Appendix A. Improving PCA Performance

This appendix is designed to help you improve PCA's performance for a particular application. Table A-1, which follows, lists common goals and offers suggestions for possible improvements.

Table A-1. Improving PCA Performance

Goal

Action

Recognize reductions and recurrences as safe to run in parallel.

Turn on roundoff option.

Convert more loops to run in parallel.

Turn up optimize option. Use arl option. Turn on roundoff option.
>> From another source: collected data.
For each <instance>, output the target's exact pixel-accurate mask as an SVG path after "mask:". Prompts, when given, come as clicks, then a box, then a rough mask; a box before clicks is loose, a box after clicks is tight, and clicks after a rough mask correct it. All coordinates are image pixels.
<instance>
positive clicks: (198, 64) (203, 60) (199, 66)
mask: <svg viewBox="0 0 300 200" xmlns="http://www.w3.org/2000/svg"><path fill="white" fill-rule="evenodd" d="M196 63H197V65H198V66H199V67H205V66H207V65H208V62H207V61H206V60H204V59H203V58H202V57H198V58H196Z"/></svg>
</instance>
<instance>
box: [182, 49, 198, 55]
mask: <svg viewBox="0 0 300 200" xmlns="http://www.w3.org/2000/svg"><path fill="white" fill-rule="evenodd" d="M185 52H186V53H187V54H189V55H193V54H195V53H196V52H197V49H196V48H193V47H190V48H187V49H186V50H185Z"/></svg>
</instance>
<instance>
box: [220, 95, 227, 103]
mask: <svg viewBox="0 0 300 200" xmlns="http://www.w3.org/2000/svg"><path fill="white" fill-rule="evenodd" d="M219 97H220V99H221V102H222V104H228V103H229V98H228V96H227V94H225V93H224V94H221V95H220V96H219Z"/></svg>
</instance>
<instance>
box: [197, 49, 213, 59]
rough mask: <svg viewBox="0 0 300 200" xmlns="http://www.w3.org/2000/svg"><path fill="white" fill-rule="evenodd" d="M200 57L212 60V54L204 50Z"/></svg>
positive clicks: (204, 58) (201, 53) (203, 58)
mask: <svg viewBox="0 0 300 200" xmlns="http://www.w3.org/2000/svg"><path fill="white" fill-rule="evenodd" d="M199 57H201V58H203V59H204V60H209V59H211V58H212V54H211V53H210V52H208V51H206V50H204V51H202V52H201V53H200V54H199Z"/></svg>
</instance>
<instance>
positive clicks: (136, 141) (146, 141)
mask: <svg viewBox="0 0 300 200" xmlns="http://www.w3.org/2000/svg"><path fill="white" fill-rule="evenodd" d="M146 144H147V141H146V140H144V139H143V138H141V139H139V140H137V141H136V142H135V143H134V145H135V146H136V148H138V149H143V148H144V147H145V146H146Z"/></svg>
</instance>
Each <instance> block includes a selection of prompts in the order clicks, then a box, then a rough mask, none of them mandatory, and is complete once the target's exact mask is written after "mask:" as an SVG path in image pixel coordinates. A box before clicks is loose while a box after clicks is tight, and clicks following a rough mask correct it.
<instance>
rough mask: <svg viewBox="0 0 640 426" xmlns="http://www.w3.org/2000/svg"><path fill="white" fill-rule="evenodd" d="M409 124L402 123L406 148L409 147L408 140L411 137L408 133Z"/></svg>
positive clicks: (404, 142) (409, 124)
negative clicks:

Use directives.

Prevent PCA from converting to parallel execution a large number of inner loops containing a small number of iterations.

Use machine=o.

Eliminate dusty-deck transformations.

Turn down scalaropt option

Create a more informative listing.

Use –lo=ls or other listing options under the listoptions command-line option. (See the list option description for how to get a listing file.)

Force PCA to ignore assumed data dependences and convert the loop to run in parallel.

Use #pragma concurrent

Allow PCA to convert loops to run in parallel even though those loops contain function calls.

Enable in-lining or interprocedural analysis, or use no side effects or concurrent call directives

PCA is a tool to optimize C code and, as with any tool, it performs best when you are familiar with its features and the details of how it works. The PCA default settings can usually improve the performance of your code significantly. However, you can sometimes get larger performance improvements if you know when to use directives and alternate option settings.